Esta semana me he descubierto una arruga nueva en la cara. En realidad es la única que tengo, si descontamos las de expresión que bajan de la nariz a la comisura de los labios y unas leves patas de gallo que sólo se me ven cuando sonrío (he heredado el cutis de la familia de mi padre, cuya madre murió a los noventa y tantos con la cara completamente lisa; eso y la mata de pelo, lo mejor que me han dado los genes). Una arruga, digo, en mitad de la mejilla, una marca que parece hecha con un instrumento de trabajar arcilla. Yo la llamo "la marca de la sonrisa que se desvanece", porque está causada por sonreír. Es una de esas pequeñas arrugas que nos marcan la cara al soltar una carcajada, pero cuando dejo de sonreír ya no desaparece. Apenas es perceptible, pero amenaza con ser una de esas marcas que dentro de unos años van a ser profundas. Mi primera arruga es causa de mis sonrisas. Sé de gente que mataría por tener arrugas de ese tipo.

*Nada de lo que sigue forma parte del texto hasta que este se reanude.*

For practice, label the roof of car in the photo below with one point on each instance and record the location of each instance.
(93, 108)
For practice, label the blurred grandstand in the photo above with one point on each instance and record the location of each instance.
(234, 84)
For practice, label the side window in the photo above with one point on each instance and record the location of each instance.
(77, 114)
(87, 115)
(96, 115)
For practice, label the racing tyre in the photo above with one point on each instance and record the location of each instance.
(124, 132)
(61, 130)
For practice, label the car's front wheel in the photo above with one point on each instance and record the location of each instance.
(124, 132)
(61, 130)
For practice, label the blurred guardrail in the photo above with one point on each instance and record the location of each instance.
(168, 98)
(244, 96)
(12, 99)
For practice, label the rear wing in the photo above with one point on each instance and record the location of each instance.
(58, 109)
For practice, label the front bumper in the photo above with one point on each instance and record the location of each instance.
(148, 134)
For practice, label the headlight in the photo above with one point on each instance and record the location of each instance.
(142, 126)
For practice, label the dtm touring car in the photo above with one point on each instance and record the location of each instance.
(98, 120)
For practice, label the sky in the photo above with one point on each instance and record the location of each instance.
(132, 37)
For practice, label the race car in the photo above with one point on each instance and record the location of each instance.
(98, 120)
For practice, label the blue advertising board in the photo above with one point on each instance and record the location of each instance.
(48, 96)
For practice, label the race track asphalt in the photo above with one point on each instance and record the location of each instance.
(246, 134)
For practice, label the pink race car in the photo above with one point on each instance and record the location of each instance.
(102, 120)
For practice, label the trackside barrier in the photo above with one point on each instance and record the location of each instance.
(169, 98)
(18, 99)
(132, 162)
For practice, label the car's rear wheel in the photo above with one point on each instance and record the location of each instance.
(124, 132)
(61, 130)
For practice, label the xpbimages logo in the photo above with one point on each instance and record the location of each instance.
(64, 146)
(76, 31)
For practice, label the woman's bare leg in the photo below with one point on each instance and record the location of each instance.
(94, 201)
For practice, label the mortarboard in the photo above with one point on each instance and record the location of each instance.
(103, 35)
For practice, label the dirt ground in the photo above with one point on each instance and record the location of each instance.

Cuarenta años ya, arrugas en las mejillas, las rodillas más cascadas de lo que me gustaría y, como dice la canción de Ricardo Arjona, "esa grasa abdominal que los aeróbicos no saben quitar", pero yo sigo esperando la madurez. Cuando tenía veinte años imaginaba los cuarenta como una edad de cordura y sensatez, de objetivos cumplidos, de sueños realizados. No me daba cuenta, pero en realidad estaba marcando esa edad como el debacle de la vida, porque si ya lo tienes todo hecho, ¿para qué seguir viviendo? Quizás eso sea lo que provoca la crisis de los cuarenta. Yo miro la lista de mis sueños y la veo aún casi llena, y pienso que ahora estoy en mejor situación que nunca para ir cumplirlos todos (pero poco a poco). Madura aún no estoy, aunque el espejo me devuelva una imagen que cada vez se parece más a mi madre, pero no tengo prisa. Hay gente no madura nunca. Antes lo veía como algo malo, pero ahora casi me parece un piropo.
Cuatro décadas ya. Cuatro más por venir (espero). Hora de empezar a vivir sin miedo.